Por ello, no es recomendable que el distanciamiento social finalice en fechas anteriores al otoño ya que podría desbordar de nuevo los servicios de cuidados intensivos.

La aparición de nuevas terapias, vacunas… podría aliviar la necesidad de un aislamiento social estricto, reduciendo la intensidad y duración del distanciamiento social.

  • El desarrollo de nuevos tratamientos podrían reducir la proporción de infecciones que requieren hospitalización y así como reducir los días necesarios hasta la recuperación.
  • El desarrollo de una vacuna, ayudaría a crear rápidamente inmunidad grupal, acortándose la duración de la epidemia.
  • Si tal como se sospecha, hay una proporción mayor de infectados de que las que contabilizan las cifras oficiales, la inmunidad grupal podría alcanzarse antes de lo previsto.

En ausencia de tales intervenciones (aparición de nuevas terapias y vacunas), se torna imprescindible la vigilancia y el distanciamiento intermitente (o sostenido) que probablemente se mantenga hasta 2022.

De un modo u otro, el SARS-CoV-2 ha venido para zarandear los cimientos de nuestra sociedad y el camino que tenemos por delante es largo. Mientras la naturaleza invade las calles y observamos atónitos -desde nuestra ventana- su enorme poder de resilencia, tenemos la oportunidad de meditar sobre cómo nos hemos estado relacionando con nuestro preciado mundo y de percibir con más nitidez que nunca, nuestra humilde posición en él.

BIBLIOGRAFÍA DE INTERÉS

[1] Kissler, S. M., Tedijanto, C., Goldstein, E., Grad, Y. H., & Lipsitch, M. (2020). Projecting the transmission dynamics of SARS-CoV-2 through the postpandemic period. Science, eabb5793.

[2] Centers for Disease Control and Prevention, Transcript for the CDC Telebriefing Update on COVID-19 (CDC, 2020).

[3] Wikramaratna, P. S., Sandeman, M., Recker, M., & Gupta, S. (2013). The antigenic evolution of influenza: drift or thrift? Philosophical Transactions of the Royal Society B: Biological Sciences368(1614), 20120200.
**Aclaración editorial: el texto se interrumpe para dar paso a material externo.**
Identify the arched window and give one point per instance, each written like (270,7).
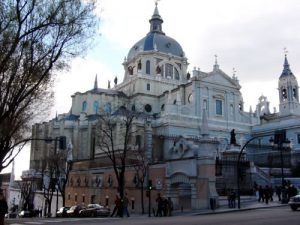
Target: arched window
(219,110)
(95,107)
(205,104)
(176,74)
(84,106)
(295,93)
(107,107)
(147,67)
(169,71)
(284,94)
(231,110)
(139,65)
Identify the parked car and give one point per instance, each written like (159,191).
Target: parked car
(25,213)
(295,202)
(94,210)
(74,210)
(62,212)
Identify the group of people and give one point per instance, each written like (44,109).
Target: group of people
(164,206)
(121,206)
(265,194)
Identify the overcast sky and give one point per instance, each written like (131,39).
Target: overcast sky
(248,35)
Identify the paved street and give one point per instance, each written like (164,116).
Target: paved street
(263,216)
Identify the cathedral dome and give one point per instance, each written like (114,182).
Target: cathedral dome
(156,40)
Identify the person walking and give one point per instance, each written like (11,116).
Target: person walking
(125,205)
(117,208)
(278,192)
(159,202)
(267,194)
(3,208)
(170,206)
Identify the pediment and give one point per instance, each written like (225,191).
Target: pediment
(221,78)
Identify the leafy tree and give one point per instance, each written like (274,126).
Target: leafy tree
(27,194)
(141,166)
(38,38)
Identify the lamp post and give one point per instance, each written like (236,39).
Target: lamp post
(238,168)
(281,141)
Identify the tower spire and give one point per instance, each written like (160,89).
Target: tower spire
(156,20)
(216,66)
(96,83)
(286,66)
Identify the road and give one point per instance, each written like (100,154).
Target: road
(267,216)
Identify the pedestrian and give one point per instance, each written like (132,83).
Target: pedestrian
(278,192)
(260,194)
(3,208)
(271,193)
(117,208)
(125,205)
(159,202)
(232,199)
(267,194)
(170,206)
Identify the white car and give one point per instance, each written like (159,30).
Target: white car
(295,202)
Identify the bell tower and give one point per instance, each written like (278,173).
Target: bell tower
(288,91)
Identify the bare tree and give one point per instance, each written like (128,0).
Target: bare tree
(37,39)
(50,178)
(141,167)
(27,194)
(113,137)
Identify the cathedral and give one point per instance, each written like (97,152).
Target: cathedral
(188,123)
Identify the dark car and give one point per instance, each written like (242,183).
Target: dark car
(26,213)
(62,212)
(74,210)
(295,202)
(93,210)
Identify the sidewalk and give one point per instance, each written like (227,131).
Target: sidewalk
(245,205)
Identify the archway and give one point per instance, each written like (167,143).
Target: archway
(181,191)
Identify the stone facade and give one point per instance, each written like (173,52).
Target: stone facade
(188,122)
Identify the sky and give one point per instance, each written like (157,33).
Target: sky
(248,36)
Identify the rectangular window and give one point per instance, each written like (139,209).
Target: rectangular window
(219,107)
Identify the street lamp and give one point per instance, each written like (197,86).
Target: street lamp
(238,169)
(282,142)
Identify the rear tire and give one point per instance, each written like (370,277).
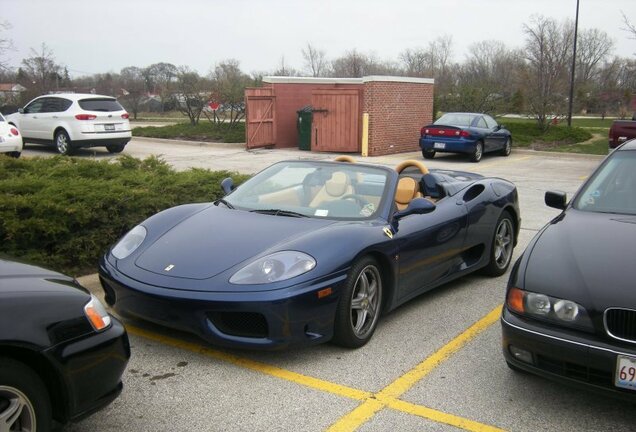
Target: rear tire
(428,154)
(502,246)
(115,148)
(478,152)
(23,397)
(360,304)
(63,143)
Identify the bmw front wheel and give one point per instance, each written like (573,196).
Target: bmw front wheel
(360,305)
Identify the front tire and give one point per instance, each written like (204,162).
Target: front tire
(115,148)
(63,143)
(478,152)
(428,154)
(502,246)
(360,304)
(24,399)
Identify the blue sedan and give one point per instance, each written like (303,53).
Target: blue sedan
(306,252)
(469,133)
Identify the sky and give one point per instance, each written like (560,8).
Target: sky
(90,37)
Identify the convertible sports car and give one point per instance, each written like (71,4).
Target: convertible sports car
(570,311)
(305,252)
(470,133)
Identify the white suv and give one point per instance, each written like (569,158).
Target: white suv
(74,120)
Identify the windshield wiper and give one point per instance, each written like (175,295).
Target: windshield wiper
(224,202)
(279,212)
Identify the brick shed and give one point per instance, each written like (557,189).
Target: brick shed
(396,109)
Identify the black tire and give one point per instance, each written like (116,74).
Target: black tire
(19,383)
(428,154)
(63,143)
(507,147)
(502,247)
(360,304)
(478,152)
(115,148)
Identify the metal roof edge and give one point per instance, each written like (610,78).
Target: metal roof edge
(310,80)
(386,78)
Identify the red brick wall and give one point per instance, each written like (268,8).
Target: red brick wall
(397,112)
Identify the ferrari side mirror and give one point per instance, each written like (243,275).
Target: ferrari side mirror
(416,206)
(227,184)
(556,199)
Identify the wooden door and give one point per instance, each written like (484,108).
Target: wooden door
(336,123)
(260,117)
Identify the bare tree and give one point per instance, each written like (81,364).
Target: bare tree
(133,89)
(42,70)
(485,81)
(6,44)
(315,61)
(548,51)
(159,78)
(629,27)
(228,89)
(191,96)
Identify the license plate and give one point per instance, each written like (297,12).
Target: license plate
(625,372)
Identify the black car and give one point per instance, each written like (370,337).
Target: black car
(570,311)
(61,354)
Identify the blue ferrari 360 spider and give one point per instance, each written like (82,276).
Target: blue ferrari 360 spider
(305,252)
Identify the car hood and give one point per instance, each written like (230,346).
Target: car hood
(586,257)
(216,239)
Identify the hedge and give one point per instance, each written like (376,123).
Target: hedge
(63,213)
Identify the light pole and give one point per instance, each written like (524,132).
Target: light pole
(576,28)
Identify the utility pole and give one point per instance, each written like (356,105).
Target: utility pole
(576,28)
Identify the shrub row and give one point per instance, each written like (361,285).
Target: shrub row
(63,213)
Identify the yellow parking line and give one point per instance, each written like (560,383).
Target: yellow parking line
(441,417)
(371,403)
(315,383)
(390,393)
(500,162)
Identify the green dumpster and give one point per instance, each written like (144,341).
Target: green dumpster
(304,128)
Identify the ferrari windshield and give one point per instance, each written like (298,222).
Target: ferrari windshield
(612,189)
(313,189)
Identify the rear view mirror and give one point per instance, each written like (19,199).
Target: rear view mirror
(227,184)
(416,206)
(556,199)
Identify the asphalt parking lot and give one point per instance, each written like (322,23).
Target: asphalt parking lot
(434,364)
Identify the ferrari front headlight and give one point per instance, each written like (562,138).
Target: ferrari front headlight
(130,242)
(276,267)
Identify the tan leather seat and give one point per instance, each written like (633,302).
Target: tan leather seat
(336,187)
(407,190)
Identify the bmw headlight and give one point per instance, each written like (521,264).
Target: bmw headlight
(276,267)
(130,242)
(563,311)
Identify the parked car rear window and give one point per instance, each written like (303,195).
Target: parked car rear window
(96,104)
(455,119)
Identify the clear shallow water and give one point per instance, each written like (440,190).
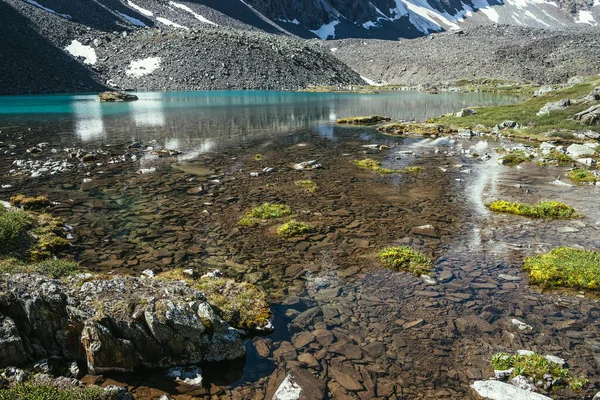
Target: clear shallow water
(175,118)
(394,334)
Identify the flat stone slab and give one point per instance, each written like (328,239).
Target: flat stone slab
(496,390)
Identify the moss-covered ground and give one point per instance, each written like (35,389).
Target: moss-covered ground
(544,209)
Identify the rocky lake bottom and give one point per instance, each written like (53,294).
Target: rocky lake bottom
(362,331)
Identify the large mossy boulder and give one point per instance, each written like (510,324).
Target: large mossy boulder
(110,323)
(116,97)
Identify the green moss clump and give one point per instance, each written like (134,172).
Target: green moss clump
(41,391)
(582,176)
(294,228)
(535,366)
(565,267)
(369,120)
(30,203)
(515,157)
(405,258)
(262,212)
(558,157)
(241,304)
(307,185)
(412,170)
(54,268)
(14,231)
(544,209)
(373,165)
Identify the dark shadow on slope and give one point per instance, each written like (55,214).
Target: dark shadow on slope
(29,63)
(97,14)
(238,10)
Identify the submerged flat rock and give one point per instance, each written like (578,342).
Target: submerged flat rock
(496,390)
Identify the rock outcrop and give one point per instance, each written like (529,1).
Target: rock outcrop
(110,323)
(116,97)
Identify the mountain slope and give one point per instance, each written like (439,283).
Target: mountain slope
(179,49)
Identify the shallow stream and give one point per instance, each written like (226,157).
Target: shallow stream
(366,331)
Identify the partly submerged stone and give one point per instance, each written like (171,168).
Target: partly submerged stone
(590,116)
(496,390)
(116,96)
(112,324)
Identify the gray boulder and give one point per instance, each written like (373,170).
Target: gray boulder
(496,390)
(554,106)
(116,324)
(590,116)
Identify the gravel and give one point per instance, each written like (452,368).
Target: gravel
(500,51)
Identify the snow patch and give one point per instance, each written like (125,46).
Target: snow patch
(77,49)
(295,21)
(143,67)
(171,23)
(326,30)
(585,17)
(186,8)
(288,390)
(133,21)
(35,3)
(139,9)
(487,10)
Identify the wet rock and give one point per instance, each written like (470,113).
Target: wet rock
(522,382)
(117,324)
(473,321)
(426,230)
(307,165)
(580,150)
(496,390)
(590,116)
(116,97)
(300,384)
(346,377)
(465,112)
(554,106)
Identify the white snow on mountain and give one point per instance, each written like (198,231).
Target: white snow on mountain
(132,20)
(143,67)
(585,17)
(186,8)
(77,49)
(326,30)
(171,23)
(35,3)
(139,9)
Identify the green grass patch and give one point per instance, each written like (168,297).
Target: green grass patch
(582,176)
(403,258)
(515,157)
(367,120)
(565,267)
(373,165)
(263,212)
(241,304)
(294,228)
(307,185)
(14,231)
(558,157)
(537,127)
(535,366)
(38,391)
(544,209)
(54,268)
(30,203)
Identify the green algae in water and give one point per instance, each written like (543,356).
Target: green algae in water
(537,367)
(565,267)
(544,209)
(264,211)
(294,228)
(404,258)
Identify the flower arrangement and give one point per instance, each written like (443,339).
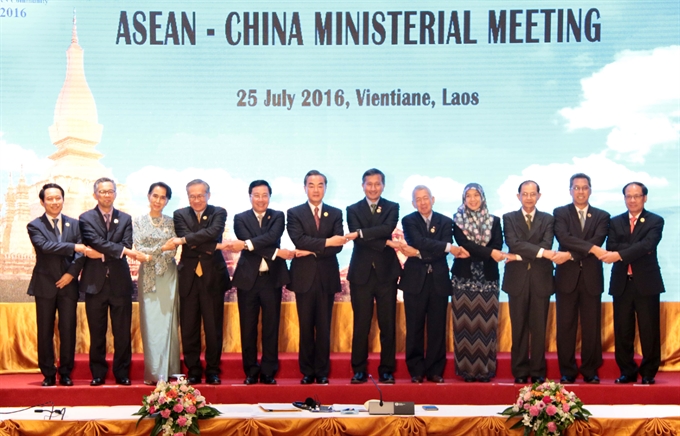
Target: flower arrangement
(177,407)
(546,409)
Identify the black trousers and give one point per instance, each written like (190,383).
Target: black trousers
(385,297)
(315,311)
(202,304)
(97,308)
(264,296)
(428,308)
(627,307)
(45,311)
(571,308)
(528,319)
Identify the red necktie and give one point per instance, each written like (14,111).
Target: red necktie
(632,227)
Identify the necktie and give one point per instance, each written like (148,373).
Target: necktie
(56,228)
(632,227)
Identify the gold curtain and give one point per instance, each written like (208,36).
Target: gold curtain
(368,426)
(18,350)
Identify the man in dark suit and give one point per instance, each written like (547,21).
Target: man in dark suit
(106,282)
(203,281)
(373,273)
(260,273)
(580,229)
(316,230)
(427,285)
(54,283)
(528,281)
(635,285)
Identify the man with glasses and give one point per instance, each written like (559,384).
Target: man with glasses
(580,229)
(260,274)
(203,281)
(528,281)
(635,285)
(106,282)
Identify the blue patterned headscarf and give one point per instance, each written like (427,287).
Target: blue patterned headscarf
(475,224)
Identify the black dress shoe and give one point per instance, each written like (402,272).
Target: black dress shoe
(625,379)
(359,377)
(435,378)
(213,379)
(267,379)
(250,380)
(386,377)
(594,380)
(123,381)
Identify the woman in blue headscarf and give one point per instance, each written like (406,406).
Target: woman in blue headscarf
(475,287)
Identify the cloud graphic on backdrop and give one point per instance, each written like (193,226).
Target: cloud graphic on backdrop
(607,178)
(637,96)
(14,157)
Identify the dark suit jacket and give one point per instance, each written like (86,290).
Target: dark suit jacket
(201,239)
(578,242)
(371,250)
(265,240)
(431,242)
(53,259)
(110,244)
(637,250)
(462,267)
(520,240)
(302,231)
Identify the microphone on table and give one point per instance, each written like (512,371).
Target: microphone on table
(390,407)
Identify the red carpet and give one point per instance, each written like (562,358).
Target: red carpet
(25,390)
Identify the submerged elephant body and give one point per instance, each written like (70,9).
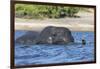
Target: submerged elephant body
(49,35)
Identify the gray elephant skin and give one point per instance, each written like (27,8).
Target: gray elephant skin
(49,35)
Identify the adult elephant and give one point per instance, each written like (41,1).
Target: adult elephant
(55,35)
(49,35)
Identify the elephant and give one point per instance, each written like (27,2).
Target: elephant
(49,35)
(28,38)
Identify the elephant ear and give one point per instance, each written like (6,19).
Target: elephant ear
(45,34)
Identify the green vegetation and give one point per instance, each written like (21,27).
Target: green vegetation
(44,11)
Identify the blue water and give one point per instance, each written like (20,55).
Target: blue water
(48,54)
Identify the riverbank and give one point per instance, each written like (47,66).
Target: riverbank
(84,23)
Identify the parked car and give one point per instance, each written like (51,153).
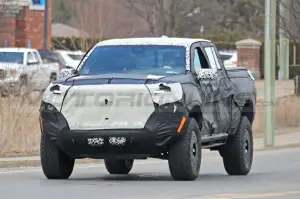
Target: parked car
(178,94)
(71,58)
(50,56)
(229,58)
(22,70)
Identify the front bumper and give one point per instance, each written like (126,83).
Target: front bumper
(155,138)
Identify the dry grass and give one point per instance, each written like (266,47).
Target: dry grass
(287,114)
(20,131)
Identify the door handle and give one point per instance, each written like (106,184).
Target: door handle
(57,92)
(159,92)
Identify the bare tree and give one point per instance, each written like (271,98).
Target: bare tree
(291,23)
(164,17)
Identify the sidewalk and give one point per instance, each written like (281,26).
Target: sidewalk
(281,141)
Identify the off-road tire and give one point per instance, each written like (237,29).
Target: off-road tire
(55,163)
(238,152)
(184,157)
(118,166)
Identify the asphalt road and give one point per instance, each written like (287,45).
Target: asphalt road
(275,175)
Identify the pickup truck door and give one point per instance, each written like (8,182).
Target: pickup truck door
(217,92)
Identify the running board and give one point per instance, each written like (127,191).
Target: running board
(214,140)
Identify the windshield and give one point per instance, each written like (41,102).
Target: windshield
(75,57)
(12,57)
(143,59)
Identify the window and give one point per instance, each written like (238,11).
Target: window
(36,57)
(216,58)
(11,57)
(30,58)
(141,59)
(197,64)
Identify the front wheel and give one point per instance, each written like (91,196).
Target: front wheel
(118,166)
(185,156)
(238,152)
(55,163)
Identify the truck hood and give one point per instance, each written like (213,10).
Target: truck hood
(118,78)
(105,101)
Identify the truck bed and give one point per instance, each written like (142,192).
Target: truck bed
(243,84)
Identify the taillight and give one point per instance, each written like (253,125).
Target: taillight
(13,72)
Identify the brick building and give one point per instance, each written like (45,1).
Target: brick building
(22,21)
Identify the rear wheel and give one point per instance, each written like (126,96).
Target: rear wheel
(238,152)
(118,166)
(185,155)
(55,163)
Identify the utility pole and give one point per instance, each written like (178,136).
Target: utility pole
(46,25)
(270,60)
(284,41)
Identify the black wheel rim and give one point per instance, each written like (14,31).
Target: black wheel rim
(194,151)
(128,163)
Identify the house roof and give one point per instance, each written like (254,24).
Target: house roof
(62,30)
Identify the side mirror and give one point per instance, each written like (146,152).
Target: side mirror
(67,72)
(31,62)
(207,74)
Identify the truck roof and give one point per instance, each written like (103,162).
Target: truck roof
(152,41)
(23,50)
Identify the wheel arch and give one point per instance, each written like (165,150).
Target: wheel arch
(248,111)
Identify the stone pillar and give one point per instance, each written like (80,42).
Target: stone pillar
(248,52)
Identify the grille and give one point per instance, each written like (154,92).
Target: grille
(2,74)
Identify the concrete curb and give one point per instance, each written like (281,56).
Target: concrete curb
(34,161)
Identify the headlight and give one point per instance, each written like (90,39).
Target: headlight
(13,72)
(251,76)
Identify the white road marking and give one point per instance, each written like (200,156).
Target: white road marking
(211,156)
(28,170)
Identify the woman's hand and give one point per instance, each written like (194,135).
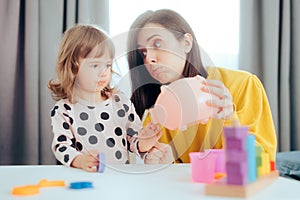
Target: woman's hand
(88,162)
(160,154)
(149,136)
(221,99)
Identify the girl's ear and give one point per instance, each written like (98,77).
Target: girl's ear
(188,42)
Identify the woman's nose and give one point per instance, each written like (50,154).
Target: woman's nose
(151,57)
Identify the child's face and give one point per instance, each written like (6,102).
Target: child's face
(94,73)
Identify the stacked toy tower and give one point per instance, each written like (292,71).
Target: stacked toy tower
(240,155)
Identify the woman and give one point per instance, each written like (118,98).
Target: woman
(162,48)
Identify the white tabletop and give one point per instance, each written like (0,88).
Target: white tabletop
(126,182)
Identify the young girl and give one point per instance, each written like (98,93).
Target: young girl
(91,117)
(163,48)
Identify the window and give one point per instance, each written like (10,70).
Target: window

[4] Vijgen, L., Keyaerts, E., Moës, E., Thoelen, I., Wollants, E., Lemey, P., … Van Ranst, M. (2005). Complete Genomic Sequence of Human Coronavirus OC43: Molecular Clock Analysis Suggests a Relatively Recent Zoonotic Coronavirus Transmission Event. Journal of Virology79(3), 1595-1604.

[5] Callow, K. A., Parry, H. F., Sergeant, M., & Tyrrell, D. A. J. (1990). The time course of the immune response to experimental coronavirus infection of man. Epidemiology and Infection105(2), 435-446. https://doi.org/10.1017/s0950268800048019

[6] Chan, K.-H., Chan, J. F.-W., Tse, H., Chen, H., Lau, C. C.-Y., Cai, J.-P., … Yuen, K.-Y. (2013). Cross-reactive antibodies in convalescent SARS patients’ sera against the emerging novel human coronavirus EMC (2012) by both immunofluorescent and neutralizing antibody tests. Journal of Infection67(2), 130-140.

[7] Patrick, D. M., Petric, M., Skowronski, D. M., Guasparini, R., Booth, T. F., Krajden, M., … Brunham, R. C. (2006). An Outbreak of Human Coronavirus OC43 Infection and Serological Cross-Reactivity with SARS Coronavirus. Canadian Journal of Infectious Diseases and Medical Microbiology17(6), 330-336.